The Government of Rwanda welcomed the decision by the court but Justice Minister Tharcisse Karugarama said that he was not “unfazed”, until the extradition is effected but nevertheless welcomed the decision.
“It is probably a good development, that is very true but we will wait until the real extradition is effected. We have had several cases in the past where the court decides to extradite suspects but it actually never happens,” Karugarama said.
“You can only believe in it when it happens. We heard about that Judgement but we can only wait and see if it turns into reality. There are so many games people can play,” said Karugarama.
Last year, a Swedish court ruled for the extradition of Sylvere Ahorugeze and his extradition was later given green light by their Minister of Justice; however, the move was later frustrated by the European Human Rights Court.
In December 2009, the Immigration and Refugee Board of Canada ruled that Rutayisire was “complicit by virtue of his association with the principle authors who committed crimes against humanity.”
The decision was upheld by the Federal Court last week on December 3. Rutayisire, a former mathematics teacher and sous-prefet of Butare prefecture in Southern Province, is likely to be extradited to Rwanda any time.
Karugarama said that in most cases, the suspects who are subject to extradition commit crimes in those particular countries and they end up getting more years in their countries of residence while at worst they end up in other countries before they could be extradited.
“We know people who had been actually ordered to be returned here but up to now they are still sitting in those countries. Actually there was one person who was supposed to be brought here. When they were putting him on the plane, he bit off the ear of the police officer and he was taken back and sentenced to 4 years for that,”

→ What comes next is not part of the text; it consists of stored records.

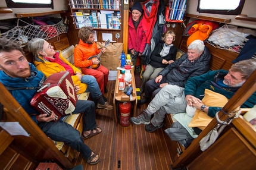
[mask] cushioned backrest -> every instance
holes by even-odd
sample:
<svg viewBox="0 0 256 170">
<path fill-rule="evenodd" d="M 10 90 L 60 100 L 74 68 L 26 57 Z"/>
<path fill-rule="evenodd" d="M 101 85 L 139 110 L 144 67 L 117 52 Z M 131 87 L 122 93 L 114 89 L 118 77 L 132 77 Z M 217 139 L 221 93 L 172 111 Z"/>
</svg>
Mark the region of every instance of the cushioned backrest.
<svg viewBox="0 0 256 170">
<path fill-rule="evenodd" d="M 72 64 L 74 64 L 74 46 L 71 45 L 62 51 L 63 56 Z"/>
</svg>

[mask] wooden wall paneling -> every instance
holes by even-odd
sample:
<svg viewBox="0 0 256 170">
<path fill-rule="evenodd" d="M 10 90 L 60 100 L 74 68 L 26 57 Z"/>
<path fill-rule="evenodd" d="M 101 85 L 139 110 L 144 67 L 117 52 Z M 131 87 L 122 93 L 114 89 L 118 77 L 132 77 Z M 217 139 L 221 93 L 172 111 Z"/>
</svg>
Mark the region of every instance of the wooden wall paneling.
<svg viewBox="0 0 256 170">
<path fill-rule="evenodd" d="M 188 37 L 183 36 L 180 45 L 180 49 L 185 52 L 188 52 L 186 42 Z M 223 69 L 229 70 L 233 65 L 232 61 L 236 58 L 238 53 L 229 51 L 225 49 L 218 49 L 205 42 L 207 46 L 211 52 L 211 59 L 210 63 L 210 68 L 211 70 Z"/>
<path fill-rule="evenodd" d="M 255 150 L 233 128 L 187 168 L 190 170 L 202 167 L 205 169 L 254 169 L 255 160 Z"/>
</svg>

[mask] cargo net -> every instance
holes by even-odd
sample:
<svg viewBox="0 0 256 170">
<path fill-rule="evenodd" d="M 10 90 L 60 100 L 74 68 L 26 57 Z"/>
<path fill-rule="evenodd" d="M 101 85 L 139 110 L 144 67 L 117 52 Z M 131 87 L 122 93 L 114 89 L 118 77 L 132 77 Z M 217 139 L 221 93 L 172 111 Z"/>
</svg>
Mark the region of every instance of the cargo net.
<svg viewBox="0 0 256 170">
<path fill-rule="evenodd" d="M 240 53 L 248 40 L 246 37 L 249 35 L 256 36 L 256 32 L 224 24 L 212 31 L 209 37 L 204 41 L 216 48 Z M 186 32 L 183 33 L 183 36 L 189 36 Z"/>
<path fill-rule="evenodd" d="M 25 23 L 26 26 L 19 26 L 19 22 Z M 2 33 L 1 37 L 7 38 L 20 43 L 21 46 L 24 46 L 32 39 L 42 38 L 47 40 L 60 34 L 67 33 L 67 30 L 68 27 L 63 23 L 63 20 L 52 25 L 38 26 L 30 24 L 18 19 L 17 26 Z"/>
</svg>

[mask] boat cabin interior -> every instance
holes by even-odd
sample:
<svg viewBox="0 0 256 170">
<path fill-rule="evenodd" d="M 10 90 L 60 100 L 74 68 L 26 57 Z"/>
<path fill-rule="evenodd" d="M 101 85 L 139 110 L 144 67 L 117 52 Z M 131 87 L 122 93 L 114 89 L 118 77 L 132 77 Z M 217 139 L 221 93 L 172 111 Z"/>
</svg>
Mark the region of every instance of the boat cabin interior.
<svg viewBox="0 0 256 170">
<path fill-rule="evenodd" d="M 237 113 L 234 111 L 255 92 L 256 71 L 220 111 L 220 120 L 232 118 L 232 121 L 220 132 L 215 142 L 206 150 L 201 150 L 202 138 L 219 125 L 214 118 L 189 146 L 185 147 L 178 141 L 172 141 L 164 131 L 176 121 L 173 113 L 166 114 L 163 127 L 153 133 L 146 132 L 143 124 L 136 125 L 129 121 L 124 124 L 120 121 L 123 118 L 120 114 L 120 105 L 123 102 L 132 103 L 130 117 L 139 115 L 148 104 L 139 105 L 143 96 L 136 90 L 142 83 L 143 66 L 140 73 L 135 73 L 132 69 L 133 91 L 130 98 L 118 89 L 120 70 L 117 68 L 120 66 L 121 52 L 126 55 L 129 53 L 129 17 L 136 1 L 49 0 L 49 4 L 33 4 L 35 6 L 32 8 L 16 1 L 0 2 L 0 38 L 19 43 L 31 63 L 33 63 L 33 56 L 28 52 L 26 45 L 35 37 L 46 40 L 55 50 L 61 51 L 63 56 L 71 64 L 74 64 L 74 48 L 79 42 L 78 32 L 81 27 L 88 26 L 93 29 L 99 48 L 110 39 L 101 61 L 111 73 L 107 86 L 108 92 L 104 96 L 114 108 L 113 110 L 96 109 L 97 126 L 102 132 L 85 139 L 85 143 L 98 154 L 101 159 L 96 165 L 91 165 L 67 144 L 48 137 L 0 83 L 0 169 L 191 170 L 254 169 L 256 167 L 255 125 L 243 117 L 251 108 L 243 109 L 241 115 L 234 116 Z M 144 12 L 148 11 L 145 4 L 152 5 L 151 10 L 155 8 L 155 14 L 148 18 L 155 18 L 155 24 L 151 24 L 154 26 L 152 32 L 153 27 L 163 32 L 157 39 L 160 39 L 164 31 L 174 32 L 176 39 L 173 43 L 178 49 L 177 59 L 188 51 L 187 42 L 193 35 L 192 26 L 206 23 L 207 32 L 196 29 L 194 32 L 198 34 L 194 39 L 205 37 L 204 44 L 211 54 L 210 70 L 229 70 L 233 61 L 245 52 L 242 51 L 247 41 L 256 37 L 256 11 L 252 10 L 256 5 L 254 0 L 235 1 L 238 7 L 235 7 L 234 10 L 208 11 L 199 5 L 202 0 L 137 1 L 145 7 Z M 223 5 L 226 1 L 235 3 L 222 0 L 214 4 L 219 3 L 215 6 L 221 6 L 220 4 Z M 157 12 L 160 10 L 162 13 Z M 158 20 L 161 17 L 163 23 Z M 214 29 L 214 24 L 217 25 Z M 150 40 L 149 42 L 150 43 Z M 255 49 L 255 46 L 249 47 L 248 51 Z M 255 58 L 255 52 L 249 57 Z M 77 97 L 92 100 L 89 93 Z M 255 118 L 255 112 L 254 116 Z M 81 133 L 82 117 L 82 113 L 71 115 L 64 121 Z M 59 169 L 37 168 L 45 163 L 58 165 Z"/>
</svg>

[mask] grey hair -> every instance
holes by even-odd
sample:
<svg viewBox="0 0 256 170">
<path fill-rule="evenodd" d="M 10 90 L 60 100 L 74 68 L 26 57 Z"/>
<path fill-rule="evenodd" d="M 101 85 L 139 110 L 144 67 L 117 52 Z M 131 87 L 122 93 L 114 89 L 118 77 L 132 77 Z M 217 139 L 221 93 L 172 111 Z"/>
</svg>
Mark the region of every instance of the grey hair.
<svg viewBox="0 0 256 170">
<path fill-rule="evenodd" d="M 202 40 L 195 40 L 189 45 L 188 49 L 195 49 L 198 53 L 202 52 L 204 50 L 204 43 Z"/>
<path fill-rule="evenodd" d="M 242 60 L 232 65 L 230 70 L 240 73 L 243 79 L 247 79 L 256 70 L 256 59 Z"/>
<path fill-rule="evenodd" d="M 40 38 L 35 38 L 29 42 L 27 43 L 27 49 L 33 53 L 34 56 L 42 56 L 39 53 L 40 51 L 43 52 L 43 44 L 45 40 Z"/>
</svg>

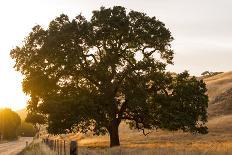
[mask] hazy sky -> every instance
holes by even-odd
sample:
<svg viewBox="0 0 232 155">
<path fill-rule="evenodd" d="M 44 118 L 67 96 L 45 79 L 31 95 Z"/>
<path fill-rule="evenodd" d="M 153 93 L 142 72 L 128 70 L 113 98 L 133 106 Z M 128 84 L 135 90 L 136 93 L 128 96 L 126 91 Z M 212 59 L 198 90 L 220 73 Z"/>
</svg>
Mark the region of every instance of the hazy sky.
<svg viewBox="0 0 232 155">
<path fill-rule="evenodd" d="M 22 77 L 12 68 L 9 53 L 34 25 L 47 26 L 61 13 L 73 18 L 81 12 L 90 18 L 92 10 L 114 5 L 156 16 L 166 24 L 175 38 L 175 65 L 170 70 L 193 75 L 232 70 L 231 0 L 5 0 L 0 1 L 0 107 L 25 106 Z"/>
</svg>

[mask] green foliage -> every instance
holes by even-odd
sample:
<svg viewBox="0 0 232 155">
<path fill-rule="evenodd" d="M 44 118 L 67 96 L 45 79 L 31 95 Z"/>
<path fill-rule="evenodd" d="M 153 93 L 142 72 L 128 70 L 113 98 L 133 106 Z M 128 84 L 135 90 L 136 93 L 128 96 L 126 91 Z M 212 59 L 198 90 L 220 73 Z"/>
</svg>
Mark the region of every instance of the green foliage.
<svg viewBox="0 0 232 155">
<path fill-rule="evenodd" d="M 60 15 L 48 29 L 35 26 L 11 57 L 28 109 L 48 116 L 50 133 L 109 133 L 115 146 L 124 120 L 142 131 L 207 132 L 205 84 L 166 72 L 172 40 L 155 17 L 102 7 L 90 21 Z"/>
<path fill-rule="evenodd" d="M 11 109 L 0 110 L 0 133 L 4 139 L 16 139 L 20 124 L 21 119 L 16 112 Z"/>
<path fill-rule="evenodd" d="M 18 134 L 22 137 L 34 137 L 36 134 L 36 129 L 32 124 L 22 122 L 20 128 L 18 129 Z"/>
<path fill-rule="evenodd" d="M 40 126 L 46 123 L 46 117 L 42 114 L 30 112 L 25 118 L 25 122 L 31 123 L 36 129 L 36 132 L 39 132 Z"/>
</svg>

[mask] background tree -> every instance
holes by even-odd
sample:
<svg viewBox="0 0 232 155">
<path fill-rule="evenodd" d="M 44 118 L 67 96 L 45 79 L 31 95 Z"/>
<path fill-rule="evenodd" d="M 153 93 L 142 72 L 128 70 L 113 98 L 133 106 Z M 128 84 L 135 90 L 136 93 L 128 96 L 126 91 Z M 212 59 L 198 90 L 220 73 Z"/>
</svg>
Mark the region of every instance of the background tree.
<svg viewBox="0 0 232 155">
<path fill-rule="evenodd" d="M 3 139 L 12 140 L 17 138 L 20 124 L 21 119 L 16 112 L 11 109 L 0 110 L 0 133 Z"/>
<path fill-rule="evenodd" d="M 22 122 L 18 129 L 18 134 L 22 137 L 34 137 L 36 131 L 31 123 Z"/>
<path fill-rule="evenodd" d="M 46 117 L 38 113 L 29 112 L 25 118 L 25 122 L 31 123 L 38 133 L 40 131 L 41 125 L 46 123 Z"/>
<path fill-rule="evenodd" d="M 47 29 L 35 26 L 11 57 L 25 77 L 28 109 L 48 116 L 50 133 L 109 133 L 110 146 L 117 146 L 124 120 L 144 134 L 207 132 L 203 81 L 166 72 L 172 40 L 155 17 L 102 7 L 90 21 L 60 15 Z"/>
</svg>

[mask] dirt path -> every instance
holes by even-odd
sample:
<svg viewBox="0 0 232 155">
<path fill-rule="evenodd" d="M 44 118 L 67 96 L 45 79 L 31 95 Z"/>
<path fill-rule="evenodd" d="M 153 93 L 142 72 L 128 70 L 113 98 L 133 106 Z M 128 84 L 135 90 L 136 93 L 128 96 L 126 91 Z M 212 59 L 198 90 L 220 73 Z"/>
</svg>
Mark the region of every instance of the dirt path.
<svg viewBox="0 0 232 155">
<path fill-rule="evenodd" d="M 0 144 L 0 154 L 1 155 L 17 155 L 26 147 L 26 141 L 28 144 L 32 142 L 31 137 L 22 137 L 16 141 L 7 142 Z"/>
</svg>

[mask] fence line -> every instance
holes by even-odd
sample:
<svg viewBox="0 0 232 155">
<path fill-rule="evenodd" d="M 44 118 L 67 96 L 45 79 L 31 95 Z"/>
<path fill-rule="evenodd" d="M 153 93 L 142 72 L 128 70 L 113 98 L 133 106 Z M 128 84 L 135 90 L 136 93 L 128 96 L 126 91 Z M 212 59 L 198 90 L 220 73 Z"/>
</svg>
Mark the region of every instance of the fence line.
<svg viewBox="0 0 232 155">
<path fill-rule="evenodd" d="M 58 155 L 78 155 L 77 141 L 44 138 L 42 142 Z"/>
</svg>

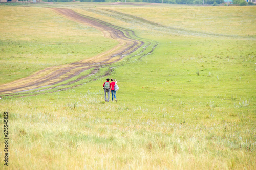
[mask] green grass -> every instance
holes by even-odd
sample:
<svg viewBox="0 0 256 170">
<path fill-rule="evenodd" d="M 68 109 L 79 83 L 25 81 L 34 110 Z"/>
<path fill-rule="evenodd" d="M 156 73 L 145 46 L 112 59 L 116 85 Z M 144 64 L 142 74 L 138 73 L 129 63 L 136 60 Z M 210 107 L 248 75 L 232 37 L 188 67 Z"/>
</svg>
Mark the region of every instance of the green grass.
<svg viewBox="0 0 256 170">
<path fill-rule="evenodd" d="M 94 56 L 117 44 L 99 31 L 69 20 L 49 9 L 1 9 L 0 84 Z"/>
<path fill-rule="evenodd" d="M 109 9 L 156 21 L 152 12 L 119 8 Z M 203 26 L 198 15 L 208 12 L 196 8 L 199 12 L 190 21 Z M 228 11 L 239 8 L 244 7 Z M 246 15 L 254 15 L 251 8 L 241 21 L 249 22 Z M 151 8 L 160 16 L 166 12 L 165 8 Z M 218 18 L 228 12 L 214 9 Z M 176 9 L 176 15 L 183 15 L 183 10 Z M 151 55 L 115 64 L 109 76 L 74 89 L 3 97 L 1 112 L 10 115 L 10 168 L 256 168 L 253 30 L 249 38 L 239 31 L 222 36 L 227 33 L 221 30 L 195 30 L 193 36 L 194 29 L 178 32 L 101 9 L 76 11 L 132 29 L 158 45 Z M 172 26 L 162 17 L 158 23 Z M 232 19 L 219 22 L 216 27 L 233 29 Z M 102 86 L 107 77 L 118 81 L 118 103 L 104 102 Z"/>
</svg>

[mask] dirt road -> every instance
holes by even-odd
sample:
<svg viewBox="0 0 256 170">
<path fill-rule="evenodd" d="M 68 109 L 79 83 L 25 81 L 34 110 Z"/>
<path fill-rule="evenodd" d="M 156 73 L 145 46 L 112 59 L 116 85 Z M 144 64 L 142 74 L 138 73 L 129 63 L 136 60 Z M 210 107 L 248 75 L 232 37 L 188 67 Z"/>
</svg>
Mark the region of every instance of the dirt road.
<svg viewBox="0 0 256 170">
<path fill-rule="evenodd" d="M 102 65 L 117 62 L 143 45 L 144 42 L 136 40 L 134 33 L 129 30 L 112 25 L 103 21 L 82 15 L 63 8 L 52 9 L 54 12 L 69 19 L 93 27 L 103 32 L 105 37 L 115 39 L 119 44 L 114 48 L 90 59 L 61 66 L 47 68 L 26 78 L 0 86 L 0 94 L 12 94 L 56 85 L 70 79 L 89 69 L 94 68 L 90 75 L 95 74 Z M 71 84 L 79 79 L 73 80 Z"/>
</svg>

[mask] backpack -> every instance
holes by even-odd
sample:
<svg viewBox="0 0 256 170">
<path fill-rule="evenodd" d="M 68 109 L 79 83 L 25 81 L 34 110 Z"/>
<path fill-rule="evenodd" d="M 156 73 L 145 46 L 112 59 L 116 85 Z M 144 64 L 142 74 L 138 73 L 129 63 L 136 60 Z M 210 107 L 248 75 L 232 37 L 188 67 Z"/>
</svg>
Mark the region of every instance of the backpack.
<svg viewBox="0 0 256 170">
<path fill-rule="evenodd" d="M 118 91 L 119 89 L 119 87 L 118 87 L 117 84 L 116 83 L 115 84 L 115 86 L 114 86 L 114 90 L 116 91 Z"/>
<path fill-rule="evenodd" d="M 104 89 L 106 90 L 109 90 L 110 89 L 110 82 L 105 82 L 105 85 L 104 85 Z"/>
</svg>

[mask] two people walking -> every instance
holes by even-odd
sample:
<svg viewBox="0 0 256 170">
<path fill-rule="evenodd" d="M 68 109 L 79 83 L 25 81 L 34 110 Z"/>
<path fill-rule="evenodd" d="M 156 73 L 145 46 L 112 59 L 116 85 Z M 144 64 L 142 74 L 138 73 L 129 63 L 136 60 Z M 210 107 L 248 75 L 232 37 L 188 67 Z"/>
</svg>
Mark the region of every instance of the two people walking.
<svg viewBox="0 0 256 170">
<path fill-rule="evenodd" d="M 117 100 L 116 100 L 116 92 L 117 91 L 118 87 L 117 88 L 117 81 L 116 79 L 111 79 L 111 83 L 109 82 L 110 79 L 106 79 L 106 82 L 104 82 L 103 87 L 104 87 L 104 91 L 105 92 L 105 101 L 106 102 L 109 102 L 110 101 L 110 92 L 111 91 L 111 95 L 112 97 L 112 102 L 114 102 L 114 98 L 116 100 L 116 102 L 117 102 Z M 116 86 L 116 88 L 115 88 Z M 108 95 L 108 98 L 107 98 Z"/>
</svg>

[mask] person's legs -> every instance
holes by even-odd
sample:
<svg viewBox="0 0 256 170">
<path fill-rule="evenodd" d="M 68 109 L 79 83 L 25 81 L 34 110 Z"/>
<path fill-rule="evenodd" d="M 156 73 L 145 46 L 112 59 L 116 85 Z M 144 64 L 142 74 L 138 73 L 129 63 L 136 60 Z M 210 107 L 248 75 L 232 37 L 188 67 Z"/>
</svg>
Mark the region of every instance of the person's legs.
<svg viewBox="0 0 256 170">
<path fill-rule="evenodd" d="M 108 90 L 108 100 L 106 100 L 108 102 L 110 101 L 110 90 Z"/>
<path fill-rule="evenodd" d="M 106 89 L 104 89 L 104 92 L 105 92 L 105 101 L 107 101 L 107 99 L 106 99 L 106 93 L 108 92 L 108 91 Z M 110 97 L 110 92 L 109 91 L 109 97 L 108 97 L 108 99 L 109 99 L 109 97 Z"/>
<path fill-rule="evenodd" d="M 111 90 L 111 96 L 112 97 L 112 101 L 114 100 L 113 96 L 114 96 L 114 90 Z"/>
</svg>

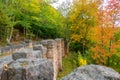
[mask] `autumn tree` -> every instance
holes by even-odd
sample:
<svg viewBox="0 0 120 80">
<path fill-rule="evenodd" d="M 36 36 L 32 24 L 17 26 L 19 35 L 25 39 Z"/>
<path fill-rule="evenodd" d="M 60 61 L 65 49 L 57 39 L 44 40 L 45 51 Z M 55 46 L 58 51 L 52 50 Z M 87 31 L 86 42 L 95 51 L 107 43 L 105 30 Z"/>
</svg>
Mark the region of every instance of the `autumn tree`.
<svg viewBox="0 0 120 80">
<path fill-rule="evenodd" d="M 114 2 L 115 1 L 115 2 Z M 97 39 L 94 48 L 92 48 L 93 59 L 97 64 L 106 64 L 109 66 L 110 57 L 115 53 L 117 44 L 114 41 L 116 22 L 118 21 L 119 1 L 109 0 L 108 5 L 102 5 L 99 8 L 99 25 L 94 31 L 97 33 L 94 37 Z M 118 17 L 118 18 L 117 18 Z"/>
<path fill-rule="evenodd" d="M 90 39 L 91 28 L 97 22 L 99 1 L 74 0 L 69 12 L 69 22 L 71 29 L 71 40 L 75 51 L 80 50 L 83 54 L 87 50 Z"/>
</svg>

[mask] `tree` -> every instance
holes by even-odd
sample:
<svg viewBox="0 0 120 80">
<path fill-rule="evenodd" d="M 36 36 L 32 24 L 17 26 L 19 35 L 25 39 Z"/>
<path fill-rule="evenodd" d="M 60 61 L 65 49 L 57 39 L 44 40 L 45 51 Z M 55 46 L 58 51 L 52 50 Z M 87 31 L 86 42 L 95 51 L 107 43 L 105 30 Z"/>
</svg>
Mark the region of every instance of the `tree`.
<svg viewBox="0 0 120 80">
<path fill-rule="evenodd" d="M 89 44 L 91 28 L 97 22 L 98 1 L 92 0 L 74 0 L 72 9 L 69 13 L 69 22 L 71 23 L 71 39 L 73 44 L 79 46 L 76 49 L 85 54 Z M 94 8 L 93 8 L 94 7 Z"/>
<path fill-rule="evenodd" d="M 94 37 L 97 37 L 97 40 L 94 48 L 92 48 L 95 63 L 108 66 L 110 58 L 115 54 L 117 48 L 114 34 L 118 29 L 116 28 L 116 21 L 118 20 L 116 15 L 118 15 L 119 8 L 116 7 L 118 6 L 115 5 L 116 2 L 112 1 L 114 0 L 109 0 L 107 6 L 101 6 L 99 9 L 100 24 L 95 29 L 97 34 Z"/>
</svg>

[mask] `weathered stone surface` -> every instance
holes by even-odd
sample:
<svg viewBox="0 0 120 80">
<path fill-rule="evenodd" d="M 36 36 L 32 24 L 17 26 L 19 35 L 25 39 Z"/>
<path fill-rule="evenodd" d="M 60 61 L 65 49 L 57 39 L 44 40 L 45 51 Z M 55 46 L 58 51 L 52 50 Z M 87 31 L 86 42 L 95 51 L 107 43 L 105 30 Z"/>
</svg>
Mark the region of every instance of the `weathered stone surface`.
<svg viewBox="0 0 120 80">
<path fill-rule="evenodd" d="M 8 77 L 9 80 L 53 80 L 53 72 L 48 59 L 19 59 L 9 65 Z"/>
<path fill-rule="evenodd" d="M 42 44 L 34 45 L 33 46 L 33 50 L 40 50 L 42 52 L 42 54 L 46 54 L 47 53 L 47 48 L 44 47 Z"/>
<path fill-rule="evenodd" d="M 14 60 L 20 59 L 20 58 L 34 58 L 32 55 L 33 49 L 31 48 L 23 48 L 18 50 L 17 52 L 12 54 L 12 58 Z"/>
<path fill-rule="evenodd" d="M 62 71 L 62 39 L 56 39 L 57 42 L 57 56 L 58 56 L 58 69 L 59 71 Z"/>
<path fill-rule="evenodd" d="M 120 74 L 100 65 L 79 67 L 61 80 L 120 80 Z"/>
</svg>

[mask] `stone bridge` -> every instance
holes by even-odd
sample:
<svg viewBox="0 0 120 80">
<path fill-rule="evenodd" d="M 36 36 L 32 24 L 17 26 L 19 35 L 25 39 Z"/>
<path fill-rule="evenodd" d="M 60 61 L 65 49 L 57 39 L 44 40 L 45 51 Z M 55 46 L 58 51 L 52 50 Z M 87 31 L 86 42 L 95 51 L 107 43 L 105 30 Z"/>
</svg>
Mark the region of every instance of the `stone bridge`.
<svg viewBox="0 0 120 80">
<path fill-rule="evenodd" d="M 1 54 L 11 51 L 12 55 L 0 58 L 0 80 L 56 80 L 62 70 L 63 39 L 0 49 Z"/>
</svg>

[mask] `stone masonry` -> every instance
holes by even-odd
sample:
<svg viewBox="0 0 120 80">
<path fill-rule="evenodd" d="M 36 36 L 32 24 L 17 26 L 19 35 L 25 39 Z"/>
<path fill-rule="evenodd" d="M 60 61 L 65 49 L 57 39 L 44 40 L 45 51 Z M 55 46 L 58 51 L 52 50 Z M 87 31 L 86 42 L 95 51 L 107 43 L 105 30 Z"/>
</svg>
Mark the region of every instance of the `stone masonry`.
<svg viewBox="0 0 120 80">
<path fill-rule="evenodd" d="M 63 43 L 62 39 L 49 39 L 18 49 L 0 80 L 56 80 L 58 70 L 62 70 Z"/>
</svg>

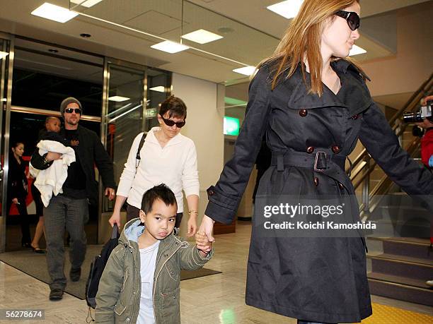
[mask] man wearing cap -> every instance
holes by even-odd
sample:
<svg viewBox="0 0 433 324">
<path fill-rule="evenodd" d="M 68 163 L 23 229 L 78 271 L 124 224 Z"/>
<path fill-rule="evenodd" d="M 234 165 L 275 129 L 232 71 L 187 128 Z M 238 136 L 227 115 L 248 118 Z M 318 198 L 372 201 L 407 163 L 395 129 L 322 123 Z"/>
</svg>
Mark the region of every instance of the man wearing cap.
<svg viewBox="0 0 433 324">
<path fill-rule="evenodd" d="M 65 227 L 71 237 L 69 277 L 72 281 L 80 279 L 81 264 L 86 256 L 84 223 L 88 220 L 88 203 L 96 204 L 98 200 L 94 164 L 105 187 L 105 196 L 110 200 L 115 197 L 112 162 L 98 135 L 79 125 L 82 112 L 81 104 L 74 97 L 66 98 L 60 104 L 60 114 L 64 120 L 64 127 L 60 131 L 60 135 L 73 144 L 76 162 L 68 168 L 68 176 L 62 186 L 63 193 L 52 197 L 48 206 L 44 208 L 47 263 L 52 280 L 50 300 L 62 299 L 67 284 L 63 269 Z M 48 168 L 54 160 L 61 158 L 62 155 L 55 152 L 41 156 L 37 149 L 32 155 L 31 164 L 35 168 L 42 170 Z"/>
</svg>

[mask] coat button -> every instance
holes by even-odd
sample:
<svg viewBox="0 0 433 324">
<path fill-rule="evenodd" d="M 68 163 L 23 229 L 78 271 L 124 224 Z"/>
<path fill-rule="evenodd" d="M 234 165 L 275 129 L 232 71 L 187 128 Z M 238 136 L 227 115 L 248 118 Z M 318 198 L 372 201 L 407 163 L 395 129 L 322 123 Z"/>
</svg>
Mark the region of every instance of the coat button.
<svg viewBox="0 0 433 324">
<path fill-rule="evenodd" d="M 334 154 L 339 153 L 340 151 L 341 150 L 340 148 L 340 146 L 338 145 L 333 145 L 333 147 L 331 148 L 331 150 L 333 150 Z"/>
<path fill-rule="evenodd" d="M 301 117 L 305 117 L 308 114 L 307 109 L 301 109 L 299 110 L 299 116 Z"/>
</svg>

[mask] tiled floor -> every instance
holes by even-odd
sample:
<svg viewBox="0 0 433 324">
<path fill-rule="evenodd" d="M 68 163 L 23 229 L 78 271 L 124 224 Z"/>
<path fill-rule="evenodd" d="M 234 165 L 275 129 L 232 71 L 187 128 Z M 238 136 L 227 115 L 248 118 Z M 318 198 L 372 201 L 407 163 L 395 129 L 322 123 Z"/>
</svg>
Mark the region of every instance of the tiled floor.
<svg viewBox="0 0 433 324">
<path fill-rule="evenodd" d="M 245 282 L 246 262 L 249 245 L 250 225 L 239 223 L 236 234 L 216 237 L 215 257 L 207 268 L 223 273 L 202 277 L 181 282 L 182 323 L 187 324 L 235 324 L 235 323 L 296 323 L 296 320 L 261 311 L 245 304 Z M 83 280 L 83 279 L 81 279 Z M 48 285 L 15 268 L 0 262 L 0 308 L 43 309 L 45 320 L 41 321 L 13 323 L 86 323 L 88 308 L 86 301 L 65 294 L 62 301 L 48 300 Z M 431 307 L 415 305 L 389 299 L 372 296 L 374 302 L 398 307 L 426 315 L 433 315 Z M 400 317 L 391 317 L 387 313 L 396 312 L 393 308 L 374 305 L 374 314 L 368 323 L 420 324 L 427 322 L 417 319 L 417 313 L 403 312 Z M 389 315 L 391 315 L 391 313 Z M 398 318 L 401 318 L 399 322 Z M 385 320 L 385 321 L 384 321 Z M 397 321 L 396 321 L 397 320 Z M 1 321 L 4 323 L 4 321 Z"/>
</svg>

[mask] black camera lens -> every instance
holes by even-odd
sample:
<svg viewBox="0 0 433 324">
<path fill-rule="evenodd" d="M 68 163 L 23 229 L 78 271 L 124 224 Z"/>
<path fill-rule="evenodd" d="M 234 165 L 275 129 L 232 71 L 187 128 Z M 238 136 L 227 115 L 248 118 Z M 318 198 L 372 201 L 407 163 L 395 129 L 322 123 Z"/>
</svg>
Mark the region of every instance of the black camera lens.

“Four years later when he was supposed to be returned, he ran mad on the plane and because other passengers were threatened, he was taken back and up to now, they are still stuck with the suspect,” said Karugarama without naming the individual or country of residence.
It is reported that in early May 1994, Rutayisire was appointed sous-prefet of Butare and when the massacres began in Butare on April 20, he used his position to influence militias to hunt for the Tutsi.
He served until July, when he fled to South Africa. He applied for refugee status in Canada and was granted permanent residence in 2003, but two years later the Canadian government began trying to extraditing him under the Crimes Against Humanity and War Crimes Act.
According to available evidence, Rutayisire was complicit in the death of Victor Nduwumwe, a senior teacher at the same ‘Ecole Sociale de Karubanda’ in Butare where the suspect worked.
Rutayisire denied any role in the genocide and claimed that he was afraid to turn down the job of sous-prefet under the interim government – most of whose members are facing Genocide charges at the International Criminal Tribunal for Rwanda, or have already been sentenced to lengthy jail terms.
The Canadian government will conduct a risk assessment to determine whether Rutayisire can be safely brought to Rwanda.
Canada is home to many genocide suspects.
In June, Canadian prosecutors charged Jacques Mungwarere with four counts of genocide while Desire Munyaneza of Toronto was sentenced to life in prison last year for his role.
Several requests by the Rwandan government to have them extradited have been futile but Canada has listed a number of those “likely” to be deported, including Leon Mugesera.